Una arcada la dobló y cayó sobre sus manos. Respiró hondo, intentando calmar las contracciones de sus vísceras y esperando que Pradib no se fijase en ella. Tenía fuego en el estómago. Los pocos bocados tragados eran una masa viviente, pataleante y revuelta que quisiera perforarla.

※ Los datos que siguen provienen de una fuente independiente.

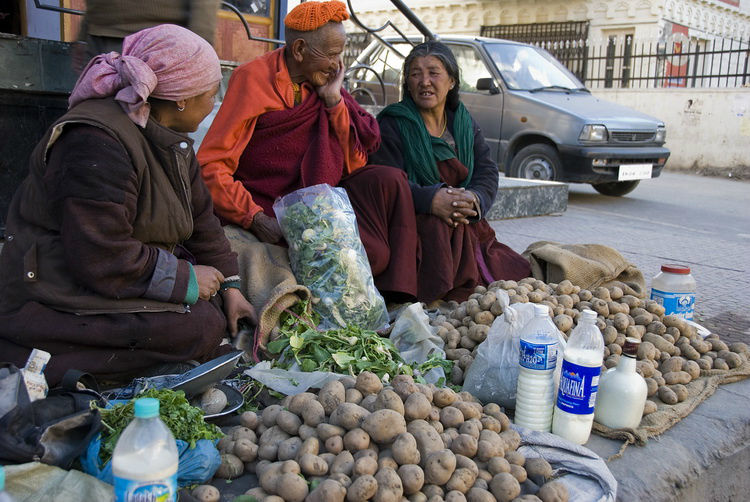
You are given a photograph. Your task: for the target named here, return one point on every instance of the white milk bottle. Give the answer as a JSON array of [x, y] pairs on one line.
[[144, 462], [535, 394], [579, 379], [622, 391]]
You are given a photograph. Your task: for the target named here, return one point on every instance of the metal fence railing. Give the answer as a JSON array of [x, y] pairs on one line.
[[622, 62]]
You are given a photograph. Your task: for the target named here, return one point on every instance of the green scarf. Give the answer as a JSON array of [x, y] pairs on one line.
[[425, 151]]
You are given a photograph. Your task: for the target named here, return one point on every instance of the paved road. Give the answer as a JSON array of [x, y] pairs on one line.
[[677, 218]]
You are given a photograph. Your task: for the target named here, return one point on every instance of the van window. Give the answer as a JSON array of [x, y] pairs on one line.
[[471, 65], [524, 68]]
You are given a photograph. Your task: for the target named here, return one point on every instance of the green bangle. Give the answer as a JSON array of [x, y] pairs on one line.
[[230, 284]]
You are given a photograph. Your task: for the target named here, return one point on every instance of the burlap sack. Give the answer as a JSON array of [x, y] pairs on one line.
[[267, 282], [585, 265], [667, 415]]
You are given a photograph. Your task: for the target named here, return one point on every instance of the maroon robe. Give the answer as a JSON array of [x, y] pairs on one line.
[[454, 261]]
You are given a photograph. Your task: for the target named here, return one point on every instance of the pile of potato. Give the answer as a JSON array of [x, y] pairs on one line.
[[359, 440], [671, 353]]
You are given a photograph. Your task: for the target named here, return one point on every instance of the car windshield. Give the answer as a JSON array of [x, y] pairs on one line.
[[528, 68]]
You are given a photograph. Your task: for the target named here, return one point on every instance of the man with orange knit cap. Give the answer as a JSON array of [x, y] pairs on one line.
[[287, 123]]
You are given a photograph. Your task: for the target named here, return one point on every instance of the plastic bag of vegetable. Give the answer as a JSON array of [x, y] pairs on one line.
[[327, 256], [493, 376]]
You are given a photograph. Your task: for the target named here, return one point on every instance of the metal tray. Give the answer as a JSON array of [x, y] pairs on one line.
[[234, 400]]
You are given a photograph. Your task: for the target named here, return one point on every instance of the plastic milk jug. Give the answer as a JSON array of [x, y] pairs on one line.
[[145, 459], [579, 379], [535, 394], [674, 289], [622, 391]]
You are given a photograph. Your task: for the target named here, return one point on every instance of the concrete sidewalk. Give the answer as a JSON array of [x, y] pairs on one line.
[[719, 259]]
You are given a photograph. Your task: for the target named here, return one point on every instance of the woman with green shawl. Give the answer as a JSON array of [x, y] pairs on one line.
[[431, 136]]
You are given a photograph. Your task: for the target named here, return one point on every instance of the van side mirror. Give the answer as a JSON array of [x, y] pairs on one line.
[[487, 84]]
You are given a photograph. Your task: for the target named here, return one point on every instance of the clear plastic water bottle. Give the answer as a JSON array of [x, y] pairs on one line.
[[4, 496], [579, 381], [535, 394], [145, 459]]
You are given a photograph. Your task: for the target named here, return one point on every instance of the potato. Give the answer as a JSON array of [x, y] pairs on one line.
[[368, 383], [675, 377], [288, 449], [312, 465], [313, 413], [444, 397], [505, 487], [206, 493], [496, 465], [245, 450], [343, 463], [331, 395], [461, 480], [554, 491], [356, 439], [439, 467], [384, 425], [249, 419], [213, 401], [417, 406], [328, 490], [365, 466], [291, 487], [404, 449], [464, 444], [363, 488], [428, 440], [269, 415], [479, 495], [354, 396], [649, 408], [450, 416], [667, 395], [231, 467], [390, 488], [348, 415]]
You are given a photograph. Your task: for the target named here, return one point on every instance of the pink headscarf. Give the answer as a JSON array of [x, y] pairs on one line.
[[167, 62]]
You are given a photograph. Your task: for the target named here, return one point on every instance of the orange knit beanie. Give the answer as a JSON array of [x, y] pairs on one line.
[[309, 16]]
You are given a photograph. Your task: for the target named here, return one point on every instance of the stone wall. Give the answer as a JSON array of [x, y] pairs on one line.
[[706, 128]]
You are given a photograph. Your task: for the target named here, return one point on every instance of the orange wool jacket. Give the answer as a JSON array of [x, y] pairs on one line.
[[260, 86]]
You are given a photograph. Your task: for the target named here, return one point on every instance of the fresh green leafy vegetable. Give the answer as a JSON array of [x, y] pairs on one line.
[[349, 350], [184, 420], [328, 257]]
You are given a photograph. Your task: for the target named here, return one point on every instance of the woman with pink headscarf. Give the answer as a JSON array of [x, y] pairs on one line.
[[114, 261]]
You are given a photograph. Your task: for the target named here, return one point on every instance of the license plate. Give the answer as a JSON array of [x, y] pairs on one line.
[[634, 172]]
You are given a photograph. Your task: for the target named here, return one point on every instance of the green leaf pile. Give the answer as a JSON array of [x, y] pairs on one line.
[[328, 257], [184, 420]]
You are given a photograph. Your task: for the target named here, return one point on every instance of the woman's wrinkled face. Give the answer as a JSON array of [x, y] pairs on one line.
[[197, 108], [322, 55], [428, 82]]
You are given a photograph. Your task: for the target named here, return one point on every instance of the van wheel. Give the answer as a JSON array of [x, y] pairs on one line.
[[536, 162], [616, 188]]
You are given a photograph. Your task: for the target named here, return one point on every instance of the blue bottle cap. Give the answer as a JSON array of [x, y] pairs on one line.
[[146, 407]]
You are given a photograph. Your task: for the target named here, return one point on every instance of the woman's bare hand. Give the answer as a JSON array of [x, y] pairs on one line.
[[454, 206], [237, 307], [209, 280]]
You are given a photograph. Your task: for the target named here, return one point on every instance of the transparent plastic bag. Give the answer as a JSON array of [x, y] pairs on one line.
[[417, 341], [493, 376], [327, 256]]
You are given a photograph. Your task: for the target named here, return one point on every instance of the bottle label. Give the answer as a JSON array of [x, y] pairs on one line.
[[578, 385], [538, 356], [679, 304], [162, 490]]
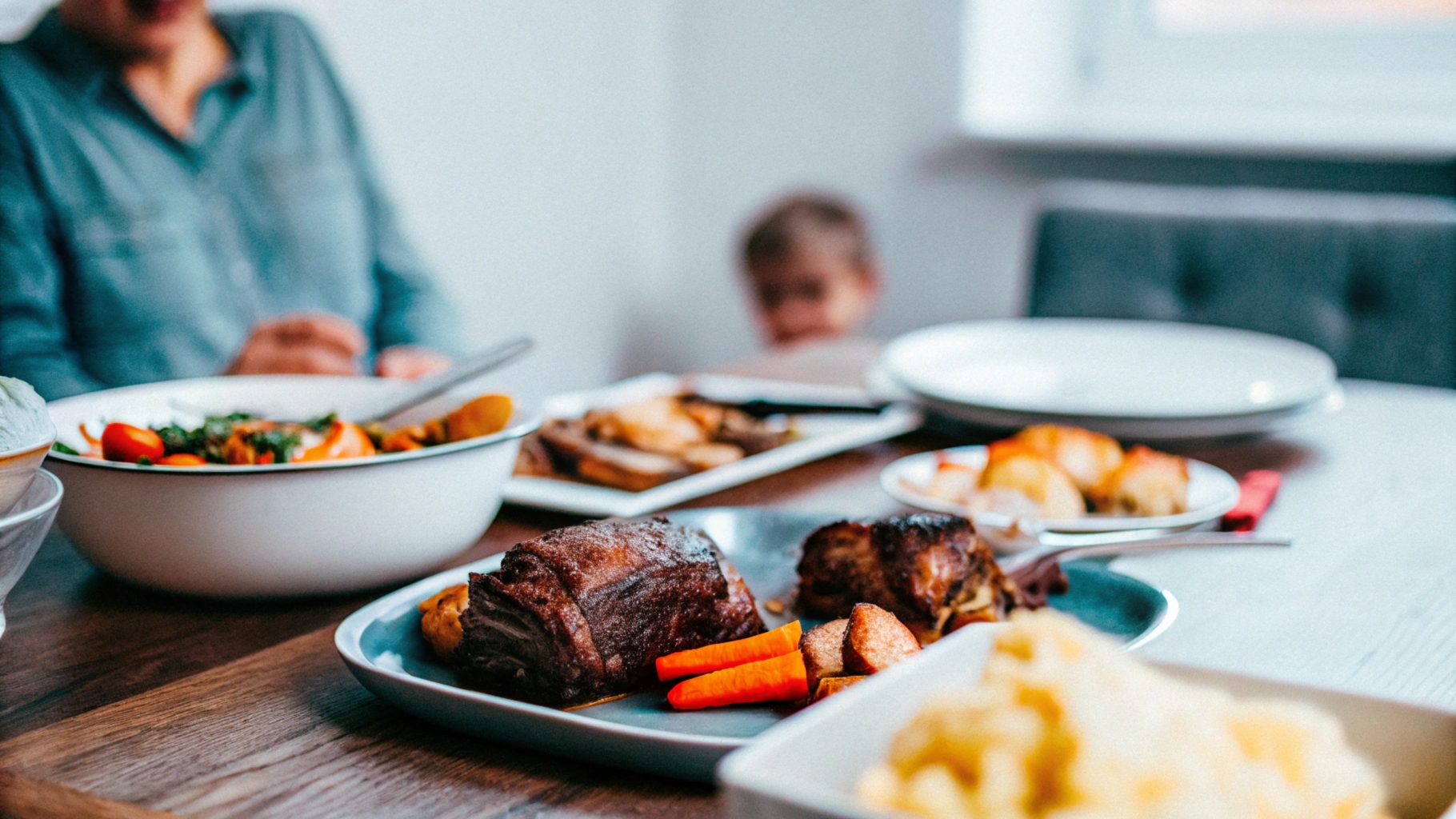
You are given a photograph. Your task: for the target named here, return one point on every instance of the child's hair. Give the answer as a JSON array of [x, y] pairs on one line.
[[774, 236]]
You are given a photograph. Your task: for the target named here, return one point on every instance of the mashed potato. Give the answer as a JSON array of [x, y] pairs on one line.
[[1066, 726]]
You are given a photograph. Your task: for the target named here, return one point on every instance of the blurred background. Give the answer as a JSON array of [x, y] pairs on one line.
[[584, 170]]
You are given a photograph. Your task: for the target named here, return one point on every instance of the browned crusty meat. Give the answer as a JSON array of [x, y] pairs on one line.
[[930, 570], [582, 613], [574, 451]]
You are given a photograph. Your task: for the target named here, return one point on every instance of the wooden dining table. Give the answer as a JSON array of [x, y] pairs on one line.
[[120, 701]]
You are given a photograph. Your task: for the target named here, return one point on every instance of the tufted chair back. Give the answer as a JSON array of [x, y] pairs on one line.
[[1367, 278]]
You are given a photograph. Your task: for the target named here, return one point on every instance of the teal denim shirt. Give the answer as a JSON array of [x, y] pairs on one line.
[[129, 255]]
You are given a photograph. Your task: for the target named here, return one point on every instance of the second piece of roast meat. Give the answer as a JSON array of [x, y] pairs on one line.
[[930, 570], [582, 613]]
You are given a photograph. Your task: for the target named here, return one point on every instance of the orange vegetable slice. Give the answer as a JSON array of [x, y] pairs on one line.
[[776, 680], [482, 417], [726, 655], [342, 441]]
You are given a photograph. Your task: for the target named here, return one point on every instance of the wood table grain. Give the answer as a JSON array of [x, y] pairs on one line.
[[117, 701]]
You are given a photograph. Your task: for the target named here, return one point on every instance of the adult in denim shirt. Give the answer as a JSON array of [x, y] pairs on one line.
[[186, 194]]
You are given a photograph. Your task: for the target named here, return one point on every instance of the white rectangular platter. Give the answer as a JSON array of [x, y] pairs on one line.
[[807, 765], [822, 435]]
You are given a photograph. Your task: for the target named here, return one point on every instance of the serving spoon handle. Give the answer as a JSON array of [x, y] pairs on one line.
[[431, 386]]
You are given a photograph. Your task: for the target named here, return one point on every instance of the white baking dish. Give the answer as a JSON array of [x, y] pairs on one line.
[[807, 765]]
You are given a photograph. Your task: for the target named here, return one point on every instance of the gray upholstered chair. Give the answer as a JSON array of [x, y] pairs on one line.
[[1367, 278]]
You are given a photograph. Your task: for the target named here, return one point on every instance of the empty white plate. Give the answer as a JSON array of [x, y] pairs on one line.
[[1212, 492], [1129, 378]]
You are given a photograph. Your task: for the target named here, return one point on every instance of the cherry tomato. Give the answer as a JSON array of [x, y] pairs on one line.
[[181, 460], [130, 444], [342, 441]]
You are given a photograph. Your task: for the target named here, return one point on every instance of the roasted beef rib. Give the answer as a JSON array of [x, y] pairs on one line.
[[582, 613], [930, 570]]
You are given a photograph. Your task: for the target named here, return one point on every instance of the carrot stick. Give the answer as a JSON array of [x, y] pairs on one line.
[[782, 678], [726, 655]]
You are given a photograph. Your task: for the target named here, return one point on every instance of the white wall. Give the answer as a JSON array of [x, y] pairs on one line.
[[582, 170]]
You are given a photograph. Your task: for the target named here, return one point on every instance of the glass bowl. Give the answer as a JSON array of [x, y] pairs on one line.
[[24, 529]]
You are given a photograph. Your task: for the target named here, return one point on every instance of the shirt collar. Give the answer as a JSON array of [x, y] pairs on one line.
[[89, 70]]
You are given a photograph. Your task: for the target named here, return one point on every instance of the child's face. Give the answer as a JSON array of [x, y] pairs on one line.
[[816, 293]]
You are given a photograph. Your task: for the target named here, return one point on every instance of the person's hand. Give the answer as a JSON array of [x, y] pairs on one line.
[[315, 344], [408, 361]]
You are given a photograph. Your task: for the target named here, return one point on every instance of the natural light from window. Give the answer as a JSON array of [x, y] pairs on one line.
[[1190, 16]]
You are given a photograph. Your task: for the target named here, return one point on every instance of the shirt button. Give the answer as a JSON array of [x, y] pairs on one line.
[[242, 274]]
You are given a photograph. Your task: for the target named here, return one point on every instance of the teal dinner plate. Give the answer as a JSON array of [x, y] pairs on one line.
[[383, 648]]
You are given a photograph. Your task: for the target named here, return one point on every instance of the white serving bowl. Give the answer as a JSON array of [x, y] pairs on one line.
[[278, 529]]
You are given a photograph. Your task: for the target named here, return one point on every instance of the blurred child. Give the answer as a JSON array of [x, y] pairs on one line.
[[813, 270]]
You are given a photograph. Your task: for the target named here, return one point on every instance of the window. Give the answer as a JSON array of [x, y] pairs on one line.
[[1248, 76]]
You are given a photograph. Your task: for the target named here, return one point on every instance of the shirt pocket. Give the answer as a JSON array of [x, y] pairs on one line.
[[322, 230], [134, 273]]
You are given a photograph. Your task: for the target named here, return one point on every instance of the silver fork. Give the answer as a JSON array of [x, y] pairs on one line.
[[1056, 547]]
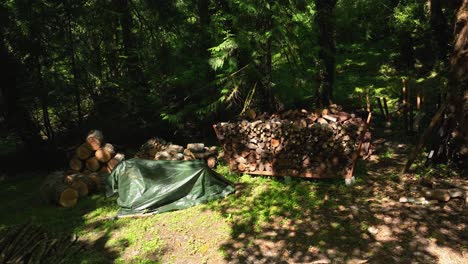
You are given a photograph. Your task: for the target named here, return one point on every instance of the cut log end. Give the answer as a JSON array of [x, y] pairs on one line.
[[68, 198], [95, 139]]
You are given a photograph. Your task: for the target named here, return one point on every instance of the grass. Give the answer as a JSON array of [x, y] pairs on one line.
[[259, 202]]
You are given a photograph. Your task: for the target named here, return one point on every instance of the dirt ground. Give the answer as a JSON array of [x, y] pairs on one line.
[[368, 225]]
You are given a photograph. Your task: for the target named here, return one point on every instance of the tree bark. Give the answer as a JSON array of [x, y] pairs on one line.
[[458, 88], [71, 47], [439, 29], [17, 118], [325, 20], [135, 73]]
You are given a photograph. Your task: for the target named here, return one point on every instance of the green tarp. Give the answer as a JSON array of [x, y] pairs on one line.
[[155, 186]]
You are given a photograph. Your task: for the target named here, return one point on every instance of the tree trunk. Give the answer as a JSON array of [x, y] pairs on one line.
[[76, 89], [133, 68], [439, 29], [17, 118], [458, 88], [325, 20]]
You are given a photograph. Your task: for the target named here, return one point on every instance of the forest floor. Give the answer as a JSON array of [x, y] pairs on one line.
[[266, 221]]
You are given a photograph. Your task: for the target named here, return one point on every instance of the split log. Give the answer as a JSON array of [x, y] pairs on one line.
[[93, 164], [95, 139], [80, 188], [97, 179], [76, 164], [59, 193], [105, 153], [84, 151], [211, 162], [294, 143], [442, 195], [115, 160], [105, 170], [196, 147]]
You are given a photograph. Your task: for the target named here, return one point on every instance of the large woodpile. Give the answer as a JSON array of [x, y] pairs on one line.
[[296, 143], [94, 155], [28, 243], [159, 149]]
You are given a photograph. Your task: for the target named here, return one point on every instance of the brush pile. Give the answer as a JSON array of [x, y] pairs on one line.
[[94, 155], [159, 149], [28, 243], [295, 143]]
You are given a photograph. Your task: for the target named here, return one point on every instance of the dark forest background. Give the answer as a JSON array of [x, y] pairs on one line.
[[140, 68]]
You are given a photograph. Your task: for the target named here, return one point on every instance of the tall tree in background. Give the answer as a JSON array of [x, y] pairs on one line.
[[130, 49], [439, 29], [458, 86], [14, 113], [325, 20]]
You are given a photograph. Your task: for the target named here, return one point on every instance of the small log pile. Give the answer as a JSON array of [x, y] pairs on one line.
[[295, 143], [159, 149], [94, 155], [65, 188], [28, 243]]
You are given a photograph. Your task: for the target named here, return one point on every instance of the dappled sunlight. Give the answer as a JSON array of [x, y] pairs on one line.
[[306, 221]]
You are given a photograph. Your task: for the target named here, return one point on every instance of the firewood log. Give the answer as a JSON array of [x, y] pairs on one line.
[[95, 139], [93, 164], [84, 151], [59, 193], [105, 170], [211, 162], [115, 160], [196, 147], [105, 153], [80, 187], [76, 164]]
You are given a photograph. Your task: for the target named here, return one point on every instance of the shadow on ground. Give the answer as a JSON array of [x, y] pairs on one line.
[[275, 221], [20, 197]]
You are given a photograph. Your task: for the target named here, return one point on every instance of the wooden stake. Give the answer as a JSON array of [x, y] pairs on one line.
[[405, 106], [379, 102], [386, 109], [410, 109], [423, 137], [350, 173]]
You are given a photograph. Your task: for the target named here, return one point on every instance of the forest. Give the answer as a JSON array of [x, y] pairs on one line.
[[141, 69]]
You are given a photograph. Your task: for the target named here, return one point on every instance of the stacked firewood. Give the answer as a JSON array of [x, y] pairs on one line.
[[159, 149], [65, 188], [28, 243], [94, 155], [295, 143]]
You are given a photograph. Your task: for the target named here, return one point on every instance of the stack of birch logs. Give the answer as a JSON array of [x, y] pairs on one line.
[[29, 243], [94, 155], [89, 163], [64, 189], [159, 149], [294, 143]]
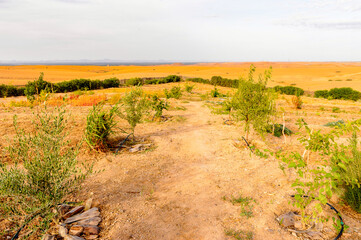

Se impuso calma, se levantó con supremo esfuerzo y se mantuvo sobre dos piernas temblequeantes de cigüeña mientras el mundo giraba a su alrededor. Al cabo de un instante estaba otra vez arrodillada, como un perro, y afirmando las manos trataba de contener los remolinos del suelo. Vio unos pies bajo sus ojos y alzó la mirada, que quiso no fuera implorante. Pero no era Pradib quien estaba ante ella, sino una vieja conocida, una figura vacía bajo un capuz negro y con rostro absurdo de cuervo viejo; riente, amable, atroz.

—¿Recuerdas, hermana? —le decía a Usha la figura con la propia voz de la princesa—, cuanto más sube la Piedra, más feroz es la caída. ¿No es esta la regla de nuestro duelo?

Y Usha veía caer la Piedra… cayó con ella, transfija, a perdidas intierras de dolor.